Dallas survives what could have been an epic fourth quarter collapse

New Orleans Pelicans v Dallas Mavericks Photo by Ron Jenkins/Getty Images

The Dallas Mavericks narrowly avoided an embarrassing defeat, holding off the New Orleans Pelicans 111-106 Thursday night in Dallas.

It was a weird game for a multitude of reasons, first being due to inclement winter weather in Dallas this week, the Pelicans didn’t arrive in Dallas until Thursday afternoon. That surely played into the extremely slow start to the game for New Orleans, but they certainly closed as strong as they could have.

Luka Doncic led all scorers with 31 points before he injured his right heel in the third quarter and Brandon Ingram led New Orleans with 26, almost completing a 31-point comeback.

Let’s get to the stats.

49-27: How much New Orleans outscored Dallas after Doncic left the game

When Luka Doncic left the game with a right heel contusion in the third quarter, the Mavericks lead was 84-27. With under a minute left in the fourth quarter, it was 108-104.

Thankfully the Mavericks had just enough to cross the finish line with a win, but it is frankly unacceptable for a professional basketball team with championship aspirations to become that inept when their best player leaves the floor.

It’s one thing for the Mavericks offense to struggle, but the defense quietly might have been worse. Somehow New Orleans made this giant comeback without making any three pointers. The Pelicans finished 5-of-21 from three. They almost erased a 27-point lead entirely on making shots in the paint. That’s really difficult to do New Orleans was 19-of-30 at the rim and 15-of-24 in the paint but outside the restricted area. The Mavericks have to have more pride in these situations.

7-of-37: Combined shooting from Tim Hardaway Jr. and Spencer Dinwiddie

Listen, every player in the NBA misses shots or goes cold from time to time. While it can be frustrating, it’s just something that happens over the course of a long NBA season. Bad games happen.

What Dinwiddie and Hardaway did against the Pelicans however goes beyond just having a bad shooting night. Those two played basketball like they had lobotomies after Doncic suffered his injury. Not only did they combined to go 7-of-37 from the field, they went a combined 0-of-12 in the fourth quarter.

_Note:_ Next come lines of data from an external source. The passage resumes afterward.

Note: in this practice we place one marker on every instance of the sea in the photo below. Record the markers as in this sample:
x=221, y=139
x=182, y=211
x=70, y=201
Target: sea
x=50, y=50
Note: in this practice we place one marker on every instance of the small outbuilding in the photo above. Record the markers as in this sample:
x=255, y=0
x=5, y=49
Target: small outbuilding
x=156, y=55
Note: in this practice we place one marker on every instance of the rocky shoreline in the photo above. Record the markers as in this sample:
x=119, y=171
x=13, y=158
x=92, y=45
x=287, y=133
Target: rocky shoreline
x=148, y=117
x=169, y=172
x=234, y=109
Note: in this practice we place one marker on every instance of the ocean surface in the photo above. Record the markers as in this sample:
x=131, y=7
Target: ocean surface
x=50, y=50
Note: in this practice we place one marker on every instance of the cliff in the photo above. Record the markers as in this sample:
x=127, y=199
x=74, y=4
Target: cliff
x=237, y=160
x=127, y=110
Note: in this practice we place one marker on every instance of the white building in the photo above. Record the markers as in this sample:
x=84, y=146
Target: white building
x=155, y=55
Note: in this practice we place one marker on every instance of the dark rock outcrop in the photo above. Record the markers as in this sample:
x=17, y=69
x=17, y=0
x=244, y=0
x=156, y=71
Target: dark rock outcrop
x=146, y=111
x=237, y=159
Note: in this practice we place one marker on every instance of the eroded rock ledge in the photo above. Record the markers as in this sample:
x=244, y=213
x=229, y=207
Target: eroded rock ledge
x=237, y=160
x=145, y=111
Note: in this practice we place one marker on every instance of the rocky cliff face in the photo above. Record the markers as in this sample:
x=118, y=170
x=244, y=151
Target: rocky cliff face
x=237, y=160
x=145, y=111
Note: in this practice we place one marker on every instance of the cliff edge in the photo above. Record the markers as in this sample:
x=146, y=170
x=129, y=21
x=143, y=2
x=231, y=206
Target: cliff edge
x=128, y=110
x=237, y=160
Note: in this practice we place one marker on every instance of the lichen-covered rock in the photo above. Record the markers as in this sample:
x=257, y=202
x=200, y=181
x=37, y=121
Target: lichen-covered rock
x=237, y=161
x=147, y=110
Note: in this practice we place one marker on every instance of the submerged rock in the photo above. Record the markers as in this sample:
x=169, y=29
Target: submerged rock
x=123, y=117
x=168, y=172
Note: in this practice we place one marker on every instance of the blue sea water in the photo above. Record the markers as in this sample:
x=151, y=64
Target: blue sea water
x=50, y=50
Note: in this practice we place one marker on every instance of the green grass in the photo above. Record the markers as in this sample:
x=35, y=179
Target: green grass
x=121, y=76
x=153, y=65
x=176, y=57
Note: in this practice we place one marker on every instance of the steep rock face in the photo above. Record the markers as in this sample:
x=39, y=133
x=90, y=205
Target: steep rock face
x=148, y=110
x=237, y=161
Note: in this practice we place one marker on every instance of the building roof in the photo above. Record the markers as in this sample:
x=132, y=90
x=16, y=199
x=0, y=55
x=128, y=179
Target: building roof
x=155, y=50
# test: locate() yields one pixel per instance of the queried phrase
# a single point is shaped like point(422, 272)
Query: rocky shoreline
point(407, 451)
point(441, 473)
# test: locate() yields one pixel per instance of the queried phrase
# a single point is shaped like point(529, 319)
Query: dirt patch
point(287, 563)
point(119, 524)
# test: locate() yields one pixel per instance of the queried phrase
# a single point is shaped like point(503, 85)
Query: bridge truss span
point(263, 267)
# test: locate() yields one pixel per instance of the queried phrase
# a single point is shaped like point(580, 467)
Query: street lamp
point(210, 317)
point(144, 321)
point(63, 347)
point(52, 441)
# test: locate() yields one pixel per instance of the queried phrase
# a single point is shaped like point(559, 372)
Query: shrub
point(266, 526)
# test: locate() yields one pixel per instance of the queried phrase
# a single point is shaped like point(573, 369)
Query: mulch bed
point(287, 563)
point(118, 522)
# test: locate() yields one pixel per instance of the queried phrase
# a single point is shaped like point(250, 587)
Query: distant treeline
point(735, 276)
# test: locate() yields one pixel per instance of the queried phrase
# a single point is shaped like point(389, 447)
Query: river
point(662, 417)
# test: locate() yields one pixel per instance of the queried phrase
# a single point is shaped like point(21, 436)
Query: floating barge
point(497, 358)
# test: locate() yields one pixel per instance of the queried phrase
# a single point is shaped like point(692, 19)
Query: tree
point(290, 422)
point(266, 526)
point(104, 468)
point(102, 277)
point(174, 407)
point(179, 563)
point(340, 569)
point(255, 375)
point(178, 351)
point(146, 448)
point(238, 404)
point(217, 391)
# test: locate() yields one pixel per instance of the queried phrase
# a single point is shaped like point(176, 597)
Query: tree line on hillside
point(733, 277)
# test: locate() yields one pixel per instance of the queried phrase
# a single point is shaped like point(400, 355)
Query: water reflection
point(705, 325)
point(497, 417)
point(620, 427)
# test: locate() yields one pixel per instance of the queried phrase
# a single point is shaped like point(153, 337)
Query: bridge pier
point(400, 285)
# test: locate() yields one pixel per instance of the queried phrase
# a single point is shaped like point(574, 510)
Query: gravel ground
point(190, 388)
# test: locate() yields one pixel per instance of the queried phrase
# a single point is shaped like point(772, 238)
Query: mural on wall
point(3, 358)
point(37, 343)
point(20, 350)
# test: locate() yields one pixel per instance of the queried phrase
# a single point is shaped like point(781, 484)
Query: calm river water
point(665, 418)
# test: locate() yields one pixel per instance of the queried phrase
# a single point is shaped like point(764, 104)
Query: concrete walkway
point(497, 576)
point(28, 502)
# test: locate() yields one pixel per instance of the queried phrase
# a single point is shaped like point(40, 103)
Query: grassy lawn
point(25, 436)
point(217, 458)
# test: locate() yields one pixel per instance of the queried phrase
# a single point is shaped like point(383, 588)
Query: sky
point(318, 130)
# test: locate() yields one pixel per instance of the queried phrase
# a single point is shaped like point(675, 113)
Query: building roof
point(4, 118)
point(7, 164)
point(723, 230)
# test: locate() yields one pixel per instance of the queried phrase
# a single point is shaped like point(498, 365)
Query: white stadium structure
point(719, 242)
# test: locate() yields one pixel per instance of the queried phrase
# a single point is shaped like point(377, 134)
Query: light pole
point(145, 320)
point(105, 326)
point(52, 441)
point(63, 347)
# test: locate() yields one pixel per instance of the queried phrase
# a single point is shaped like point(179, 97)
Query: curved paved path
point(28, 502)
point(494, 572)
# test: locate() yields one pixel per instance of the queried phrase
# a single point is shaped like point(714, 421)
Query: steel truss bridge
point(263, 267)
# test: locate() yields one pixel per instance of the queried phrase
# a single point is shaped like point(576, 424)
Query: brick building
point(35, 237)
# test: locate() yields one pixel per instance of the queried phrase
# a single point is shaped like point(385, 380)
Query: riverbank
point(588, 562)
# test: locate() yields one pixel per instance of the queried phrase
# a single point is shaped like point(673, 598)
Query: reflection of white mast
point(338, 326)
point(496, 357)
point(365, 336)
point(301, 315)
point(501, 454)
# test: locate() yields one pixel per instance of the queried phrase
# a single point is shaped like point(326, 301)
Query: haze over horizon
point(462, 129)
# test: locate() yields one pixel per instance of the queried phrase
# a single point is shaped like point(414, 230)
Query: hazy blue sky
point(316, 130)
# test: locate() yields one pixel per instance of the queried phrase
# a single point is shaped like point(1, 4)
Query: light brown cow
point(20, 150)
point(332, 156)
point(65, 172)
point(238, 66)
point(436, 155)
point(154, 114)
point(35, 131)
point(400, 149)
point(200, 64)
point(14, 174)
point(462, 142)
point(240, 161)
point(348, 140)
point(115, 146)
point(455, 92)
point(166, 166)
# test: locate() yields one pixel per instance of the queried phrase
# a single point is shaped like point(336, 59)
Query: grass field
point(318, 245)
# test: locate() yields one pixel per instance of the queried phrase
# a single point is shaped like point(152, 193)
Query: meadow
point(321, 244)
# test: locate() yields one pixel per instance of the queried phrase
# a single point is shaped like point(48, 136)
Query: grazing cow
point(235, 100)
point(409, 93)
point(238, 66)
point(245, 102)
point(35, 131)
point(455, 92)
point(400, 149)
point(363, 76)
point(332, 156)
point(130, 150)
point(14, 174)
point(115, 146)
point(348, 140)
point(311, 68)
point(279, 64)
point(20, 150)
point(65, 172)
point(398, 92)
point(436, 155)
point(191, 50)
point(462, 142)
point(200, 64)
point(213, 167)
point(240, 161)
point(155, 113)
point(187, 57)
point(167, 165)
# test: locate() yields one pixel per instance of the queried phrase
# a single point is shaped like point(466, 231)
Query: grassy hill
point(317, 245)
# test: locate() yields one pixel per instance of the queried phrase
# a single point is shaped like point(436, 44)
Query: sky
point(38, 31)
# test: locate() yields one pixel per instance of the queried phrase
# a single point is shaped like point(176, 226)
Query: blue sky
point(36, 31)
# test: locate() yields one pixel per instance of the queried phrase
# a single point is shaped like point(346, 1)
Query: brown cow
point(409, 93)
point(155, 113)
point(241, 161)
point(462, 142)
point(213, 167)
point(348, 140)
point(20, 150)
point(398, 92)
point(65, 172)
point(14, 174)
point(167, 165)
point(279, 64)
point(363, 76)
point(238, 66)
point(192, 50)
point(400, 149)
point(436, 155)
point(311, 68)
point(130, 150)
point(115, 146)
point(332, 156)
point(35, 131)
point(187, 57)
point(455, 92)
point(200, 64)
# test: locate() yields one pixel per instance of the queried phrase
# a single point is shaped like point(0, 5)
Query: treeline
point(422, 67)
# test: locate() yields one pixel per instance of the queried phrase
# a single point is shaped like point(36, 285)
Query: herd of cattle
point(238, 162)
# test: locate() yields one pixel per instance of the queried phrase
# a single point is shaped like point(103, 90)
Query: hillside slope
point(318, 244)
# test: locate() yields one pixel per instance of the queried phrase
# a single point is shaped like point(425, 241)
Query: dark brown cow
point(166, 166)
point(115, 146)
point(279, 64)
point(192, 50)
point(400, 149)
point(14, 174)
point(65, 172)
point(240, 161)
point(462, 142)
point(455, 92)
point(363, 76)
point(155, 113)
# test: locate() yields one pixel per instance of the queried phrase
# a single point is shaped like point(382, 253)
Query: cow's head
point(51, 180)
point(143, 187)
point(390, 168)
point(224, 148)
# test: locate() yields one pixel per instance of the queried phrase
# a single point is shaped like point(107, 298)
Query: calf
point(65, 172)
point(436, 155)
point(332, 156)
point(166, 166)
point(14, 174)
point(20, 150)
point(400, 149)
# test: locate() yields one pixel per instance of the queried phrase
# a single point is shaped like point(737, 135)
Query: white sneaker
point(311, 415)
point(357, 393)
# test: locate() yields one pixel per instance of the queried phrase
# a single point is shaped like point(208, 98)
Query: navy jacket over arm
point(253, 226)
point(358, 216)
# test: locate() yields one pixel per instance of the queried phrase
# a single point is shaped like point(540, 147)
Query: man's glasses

It was embarrassing. Dinwiddie dribbled the air out of the ball the entire fourth quarter, only to jack up contested step-back jumpers with the shot clock running down. There were possessions where not only did no other Maverick but Dinwiddie touch the ball, but no other Mavericks moved on the floor. No screens, not cutting. Just Dinwiddie dribbling until he took a bad shot. Awful, horrific stuff.

Hardaway was ice cold and also had some nasty decisions to boot. With the Mavericks trying to run clock to preserve the win, he took a three pointer with 14 seconds left on the shot clock with 1:43 left in the game, giving New Orleans continued life. With 38 seconds left he took an awful step-back three pointer that also clanged off the rim.

We all know the Mavericks are a worse team without Doncic, but both Dinwiddie and Hardaway have been able to score buckets outside of this Mavericks ecosystem. This isn’t a case of untalented guys getting a light shone too brightly — this was just a case of two players playing some awful basketball at the worst time. They have to be better than this going forward, especially if Luka misses any time with the heel injury.

7: Points scored by Josh Green in the fourth quarter

The Mavericks third year forward saved this game for Dallas. Green’s seven points were absolutely crucial, and they were almost half the entire team’s total in the fourth (16).

What made Green’s points especially huge was that he made a lot happen out of nothing. Green went 3-of-5 from the floor in the fourth, nailing a huge three pointer and then scoring on two impressive drives to the rim. Both drives were bailout possessions, where Green received the ball with no screen and a set defense. He just put his head down and used his speed and athleticism to get himself to the rim and finish. It was truly great stuff.